The report cites eight “stubborn facts” quoted here, backing each with multiple statistics:
Violent crime is down and has been on the decline for decades.
The principal public safety concerns with respect to guns are suicides and illegally owned handguns, not mass shootings.
A small number of factors significantly increase the likelihood that a person will be a victim of a gun-related homicide.
Gun-related murders are carried out by a predictable pool of people.
Higher rates of gun ownership are not associated with higher rates of violent crime.
There is no clear relationship between strict gun control legislation and homicide or violent crime rates.
Legally owned firearms are used for lawful purposes much more often than they are used to commit crimes or suicide.
Concealed carry permit holders are not the problem, but they may be part of the solution.
A Failure of Responsibility
As is typical with gun control advocates, Saturday’s march organizers are married to solutions whose effectiveness has been repeatedly disproved. Predictably, they’re sighting in on the NRA, law-abiding gun owners and many politicians as their arch-nemeses. That’s why liberal celebrities, mainstream media and Democrats are showering them with support and attention.

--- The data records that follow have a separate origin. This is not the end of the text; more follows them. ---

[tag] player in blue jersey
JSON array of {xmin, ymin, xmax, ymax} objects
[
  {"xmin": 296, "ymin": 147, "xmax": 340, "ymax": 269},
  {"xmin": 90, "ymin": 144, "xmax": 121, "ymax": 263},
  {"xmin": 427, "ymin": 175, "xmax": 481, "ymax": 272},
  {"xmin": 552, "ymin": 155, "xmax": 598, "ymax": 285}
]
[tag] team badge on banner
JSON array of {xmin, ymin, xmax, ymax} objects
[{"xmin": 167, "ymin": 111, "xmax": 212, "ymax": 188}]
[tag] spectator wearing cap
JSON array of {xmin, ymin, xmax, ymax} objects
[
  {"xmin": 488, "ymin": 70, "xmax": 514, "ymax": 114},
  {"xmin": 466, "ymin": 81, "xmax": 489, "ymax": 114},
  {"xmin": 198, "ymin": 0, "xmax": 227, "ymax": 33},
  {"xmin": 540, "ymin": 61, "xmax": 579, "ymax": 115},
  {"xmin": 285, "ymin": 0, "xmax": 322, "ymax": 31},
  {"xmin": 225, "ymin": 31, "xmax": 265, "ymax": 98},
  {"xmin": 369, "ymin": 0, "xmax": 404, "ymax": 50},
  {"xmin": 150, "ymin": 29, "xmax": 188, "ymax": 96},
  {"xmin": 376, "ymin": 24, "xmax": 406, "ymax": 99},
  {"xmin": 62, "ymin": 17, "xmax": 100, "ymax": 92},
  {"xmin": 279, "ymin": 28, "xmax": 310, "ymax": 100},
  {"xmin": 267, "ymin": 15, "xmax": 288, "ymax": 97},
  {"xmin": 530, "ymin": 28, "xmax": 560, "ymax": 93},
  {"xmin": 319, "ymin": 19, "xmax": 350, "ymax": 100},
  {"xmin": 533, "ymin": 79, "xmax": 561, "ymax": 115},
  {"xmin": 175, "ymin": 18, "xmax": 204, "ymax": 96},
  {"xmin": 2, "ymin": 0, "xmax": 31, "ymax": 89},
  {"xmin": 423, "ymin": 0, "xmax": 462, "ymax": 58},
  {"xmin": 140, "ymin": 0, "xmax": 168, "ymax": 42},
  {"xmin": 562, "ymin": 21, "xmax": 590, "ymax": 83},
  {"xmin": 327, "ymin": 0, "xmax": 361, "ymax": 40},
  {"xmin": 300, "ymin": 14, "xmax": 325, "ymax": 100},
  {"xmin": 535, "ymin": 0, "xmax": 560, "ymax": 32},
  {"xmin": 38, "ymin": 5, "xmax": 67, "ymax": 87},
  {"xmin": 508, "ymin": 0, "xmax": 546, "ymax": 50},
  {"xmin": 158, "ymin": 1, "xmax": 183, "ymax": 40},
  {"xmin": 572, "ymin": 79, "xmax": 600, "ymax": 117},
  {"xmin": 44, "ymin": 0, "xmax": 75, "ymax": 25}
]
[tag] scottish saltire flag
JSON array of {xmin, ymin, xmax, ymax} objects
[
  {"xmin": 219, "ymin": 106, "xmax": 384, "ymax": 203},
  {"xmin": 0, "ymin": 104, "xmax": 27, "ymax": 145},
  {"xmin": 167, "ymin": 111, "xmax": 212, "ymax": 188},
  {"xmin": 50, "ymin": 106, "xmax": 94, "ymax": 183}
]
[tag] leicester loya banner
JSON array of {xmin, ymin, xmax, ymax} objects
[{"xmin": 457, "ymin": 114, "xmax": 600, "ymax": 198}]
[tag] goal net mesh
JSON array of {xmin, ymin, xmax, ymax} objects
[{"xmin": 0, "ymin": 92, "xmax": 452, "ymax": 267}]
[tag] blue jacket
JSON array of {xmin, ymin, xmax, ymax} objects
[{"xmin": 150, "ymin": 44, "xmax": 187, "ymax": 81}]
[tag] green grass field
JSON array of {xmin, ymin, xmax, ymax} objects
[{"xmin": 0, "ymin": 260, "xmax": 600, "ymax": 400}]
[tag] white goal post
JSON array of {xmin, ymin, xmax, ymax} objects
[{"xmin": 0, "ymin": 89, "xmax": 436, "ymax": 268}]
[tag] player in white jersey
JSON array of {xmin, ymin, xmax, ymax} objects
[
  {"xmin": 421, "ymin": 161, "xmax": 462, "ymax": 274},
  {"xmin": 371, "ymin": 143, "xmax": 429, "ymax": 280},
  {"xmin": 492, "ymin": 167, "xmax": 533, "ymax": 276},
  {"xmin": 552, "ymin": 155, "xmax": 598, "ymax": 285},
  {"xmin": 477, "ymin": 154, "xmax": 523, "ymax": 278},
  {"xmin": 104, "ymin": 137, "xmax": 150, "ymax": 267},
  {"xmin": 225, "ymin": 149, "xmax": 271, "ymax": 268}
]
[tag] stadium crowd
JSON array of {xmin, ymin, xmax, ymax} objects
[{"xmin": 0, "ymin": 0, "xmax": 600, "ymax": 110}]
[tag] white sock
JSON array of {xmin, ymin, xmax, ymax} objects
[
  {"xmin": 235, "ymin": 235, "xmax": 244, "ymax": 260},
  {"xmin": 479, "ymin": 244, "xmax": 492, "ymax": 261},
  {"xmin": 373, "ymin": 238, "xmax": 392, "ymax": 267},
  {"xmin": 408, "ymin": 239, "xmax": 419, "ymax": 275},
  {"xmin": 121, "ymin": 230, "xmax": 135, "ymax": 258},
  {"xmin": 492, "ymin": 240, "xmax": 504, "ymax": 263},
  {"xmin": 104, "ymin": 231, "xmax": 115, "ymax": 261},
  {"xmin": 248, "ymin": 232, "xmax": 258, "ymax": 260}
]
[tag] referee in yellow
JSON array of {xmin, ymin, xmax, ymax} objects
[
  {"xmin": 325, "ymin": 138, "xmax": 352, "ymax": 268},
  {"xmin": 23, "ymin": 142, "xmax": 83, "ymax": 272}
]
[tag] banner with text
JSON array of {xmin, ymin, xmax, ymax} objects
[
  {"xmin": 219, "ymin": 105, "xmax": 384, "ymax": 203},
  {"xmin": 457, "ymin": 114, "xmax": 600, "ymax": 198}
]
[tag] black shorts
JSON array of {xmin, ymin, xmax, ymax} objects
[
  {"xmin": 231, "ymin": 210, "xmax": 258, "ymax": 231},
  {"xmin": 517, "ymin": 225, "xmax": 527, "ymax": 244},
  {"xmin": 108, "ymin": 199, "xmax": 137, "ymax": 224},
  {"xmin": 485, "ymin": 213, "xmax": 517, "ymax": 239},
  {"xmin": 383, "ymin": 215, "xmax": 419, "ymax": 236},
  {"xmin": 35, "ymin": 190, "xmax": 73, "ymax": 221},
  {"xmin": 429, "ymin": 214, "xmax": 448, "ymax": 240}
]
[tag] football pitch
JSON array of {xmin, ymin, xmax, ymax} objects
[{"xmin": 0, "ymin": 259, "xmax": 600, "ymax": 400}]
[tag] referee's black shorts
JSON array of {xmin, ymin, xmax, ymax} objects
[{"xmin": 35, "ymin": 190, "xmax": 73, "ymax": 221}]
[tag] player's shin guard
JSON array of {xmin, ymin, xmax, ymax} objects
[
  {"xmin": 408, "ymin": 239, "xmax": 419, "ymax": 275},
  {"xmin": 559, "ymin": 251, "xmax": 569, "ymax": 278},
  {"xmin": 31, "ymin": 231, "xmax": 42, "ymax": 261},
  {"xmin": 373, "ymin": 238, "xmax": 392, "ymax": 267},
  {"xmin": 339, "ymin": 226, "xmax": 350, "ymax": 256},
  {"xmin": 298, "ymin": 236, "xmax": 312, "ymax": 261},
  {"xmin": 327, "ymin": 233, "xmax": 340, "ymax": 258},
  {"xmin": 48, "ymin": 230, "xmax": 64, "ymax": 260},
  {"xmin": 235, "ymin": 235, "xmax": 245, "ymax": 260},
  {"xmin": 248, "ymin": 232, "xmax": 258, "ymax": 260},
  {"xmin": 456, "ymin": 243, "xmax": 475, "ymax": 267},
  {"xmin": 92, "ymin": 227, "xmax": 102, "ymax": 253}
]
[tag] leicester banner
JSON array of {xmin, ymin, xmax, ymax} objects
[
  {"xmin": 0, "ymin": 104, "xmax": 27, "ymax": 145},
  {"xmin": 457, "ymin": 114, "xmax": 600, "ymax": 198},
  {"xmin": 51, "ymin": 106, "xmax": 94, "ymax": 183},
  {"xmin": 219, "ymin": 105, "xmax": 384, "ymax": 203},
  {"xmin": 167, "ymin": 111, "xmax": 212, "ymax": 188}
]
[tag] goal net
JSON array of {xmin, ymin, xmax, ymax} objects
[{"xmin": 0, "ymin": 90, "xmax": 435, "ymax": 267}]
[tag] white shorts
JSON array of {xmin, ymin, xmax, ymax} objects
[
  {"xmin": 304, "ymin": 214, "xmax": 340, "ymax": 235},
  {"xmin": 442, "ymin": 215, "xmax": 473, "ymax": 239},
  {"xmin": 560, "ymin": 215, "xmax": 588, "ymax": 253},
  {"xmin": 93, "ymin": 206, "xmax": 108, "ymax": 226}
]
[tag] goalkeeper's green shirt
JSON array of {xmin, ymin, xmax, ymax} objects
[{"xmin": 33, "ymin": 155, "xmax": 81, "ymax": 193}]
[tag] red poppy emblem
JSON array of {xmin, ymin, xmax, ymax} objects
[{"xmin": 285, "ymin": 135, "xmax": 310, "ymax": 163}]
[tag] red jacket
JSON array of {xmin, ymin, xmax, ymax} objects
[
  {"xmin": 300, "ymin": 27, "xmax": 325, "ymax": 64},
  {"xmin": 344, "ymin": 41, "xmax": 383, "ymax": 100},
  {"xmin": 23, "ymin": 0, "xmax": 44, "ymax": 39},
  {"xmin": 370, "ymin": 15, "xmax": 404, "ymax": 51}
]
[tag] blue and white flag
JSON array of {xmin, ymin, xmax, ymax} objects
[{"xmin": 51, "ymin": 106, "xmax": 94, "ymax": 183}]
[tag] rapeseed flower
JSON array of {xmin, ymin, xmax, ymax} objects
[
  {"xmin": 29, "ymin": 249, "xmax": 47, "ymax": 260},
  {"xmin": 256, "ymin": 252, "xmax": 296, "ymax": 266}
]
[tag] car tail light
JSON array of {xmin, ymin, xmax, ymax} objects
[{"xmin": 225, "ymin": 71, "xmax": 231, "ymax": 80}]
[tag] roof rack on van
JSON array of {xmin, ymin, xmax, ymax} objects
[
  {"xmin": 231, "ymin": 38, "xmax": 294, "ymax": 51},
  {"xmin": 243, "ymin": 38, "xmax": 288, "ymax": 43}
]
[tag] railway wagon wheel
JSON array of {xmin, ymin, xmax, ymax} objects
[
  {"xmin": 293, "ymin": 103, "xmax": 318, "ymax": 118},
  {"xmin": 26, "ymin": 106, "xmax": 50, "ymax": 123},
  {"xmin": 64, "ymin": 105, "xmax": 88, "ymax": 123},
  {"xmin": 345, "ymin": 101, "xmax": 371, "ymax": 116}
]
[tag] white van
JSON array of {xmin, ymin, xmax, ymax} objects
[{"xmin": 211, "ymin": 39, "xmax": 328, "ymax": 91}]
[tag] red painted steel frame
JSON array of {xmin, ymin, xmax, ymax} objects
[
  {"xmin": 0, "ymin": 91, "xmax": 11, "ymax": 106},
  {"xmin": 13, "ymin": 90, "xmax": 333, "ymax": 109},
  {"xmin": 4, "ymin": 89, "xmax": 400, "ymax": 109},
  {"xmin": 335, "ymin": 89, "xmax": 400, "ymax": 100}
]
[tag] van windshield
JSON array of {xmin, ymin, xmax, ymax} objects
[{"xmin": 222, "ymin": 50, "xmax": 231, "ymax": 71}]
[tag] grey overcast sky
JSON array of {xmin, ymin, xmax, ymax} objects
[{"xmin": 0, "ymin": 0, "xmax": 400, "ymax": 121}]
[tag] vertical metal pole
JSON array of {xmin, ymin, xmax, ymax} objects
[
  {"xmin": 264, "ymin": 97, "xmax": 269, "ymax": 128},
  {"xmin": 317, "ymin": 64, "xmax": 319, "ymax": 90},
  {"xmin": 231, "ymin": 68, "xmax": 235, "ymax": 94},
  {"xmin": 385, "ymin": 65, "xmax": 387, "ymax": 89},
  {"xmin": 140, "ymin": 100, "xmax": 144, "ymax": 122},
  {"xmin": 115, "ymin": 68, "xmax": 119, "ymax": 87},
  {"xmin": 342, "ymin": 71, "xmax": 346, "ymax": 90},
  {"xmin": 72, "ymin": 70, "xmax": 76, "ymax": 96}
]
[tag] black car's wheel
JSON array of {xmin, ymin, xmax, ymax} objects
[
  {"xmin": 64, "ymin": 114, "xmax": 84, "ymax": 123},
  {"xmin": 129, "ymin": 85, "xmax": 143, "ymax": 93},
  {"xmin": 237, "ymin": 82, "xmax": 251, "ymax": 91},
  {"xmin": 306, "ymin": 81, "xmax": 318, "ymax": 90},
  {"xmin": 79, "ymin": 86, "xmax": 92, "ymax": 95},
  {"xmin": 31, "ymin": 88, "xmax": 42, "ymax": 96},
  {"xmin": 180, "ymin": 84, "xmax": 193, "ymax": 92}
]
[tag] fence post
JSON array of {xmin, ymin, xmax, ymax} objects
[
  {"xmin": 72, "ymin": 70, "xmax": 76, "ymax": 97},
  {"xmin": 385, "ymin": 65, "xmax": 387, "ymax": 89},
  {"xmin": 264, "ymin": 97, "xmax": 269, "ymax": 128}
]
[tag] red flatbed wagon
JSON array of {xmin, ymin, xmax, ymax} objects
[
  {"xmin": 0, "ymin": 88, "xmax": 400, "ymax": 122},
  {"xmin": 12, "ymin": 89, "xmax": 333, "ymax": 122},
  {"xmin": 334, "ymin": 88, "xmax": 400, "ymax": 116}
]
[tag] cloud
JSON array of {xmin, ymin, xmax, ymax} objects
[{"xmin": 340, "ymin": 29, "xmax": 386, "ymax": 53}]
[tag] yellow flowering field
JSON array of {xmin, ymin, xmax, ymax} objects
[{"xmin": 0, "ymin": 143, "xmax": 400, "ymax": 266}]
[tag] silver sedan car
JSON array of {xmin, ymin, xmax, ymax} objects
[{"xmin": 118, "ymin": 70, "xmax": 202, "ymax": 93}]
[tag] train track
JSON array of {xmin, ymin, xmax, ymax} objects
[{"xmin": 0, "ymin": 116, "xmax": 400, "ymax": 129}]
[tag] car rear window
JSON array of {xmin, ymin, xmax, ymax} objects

Meanwhile, they ignore other survivors, like Kyle Kashuv. The 16-year-old represents a remnant of Parkland students who oppose broad gun control, but support other school safety measures. While his classmates organized Saturday’s march, he met with both Democratic and Republican politicians in Washington, D.C., including the president and first lady. He also developed an app to help students access emotional and mental health support. But he is rarely featured in the mainstream media. And he was completely left out of Time’s extensive cover story on Parkland students’ activism.
These students have every right to petition the government. But they (and the adults around them) have the responsibility to ensure the changes they demand are based in reality. And the media has a responsibility to report the news fairly — not just highlight students who share their convictions.
You can counter this. With a spirit of civility and respect for those who have lost loved ones to gun violence, consistently share facts like the ones above. Without a proper understanding of what causes gun violence in America, we risk passing meaningless laws that hurt more than help, leaving the real problems unsolved.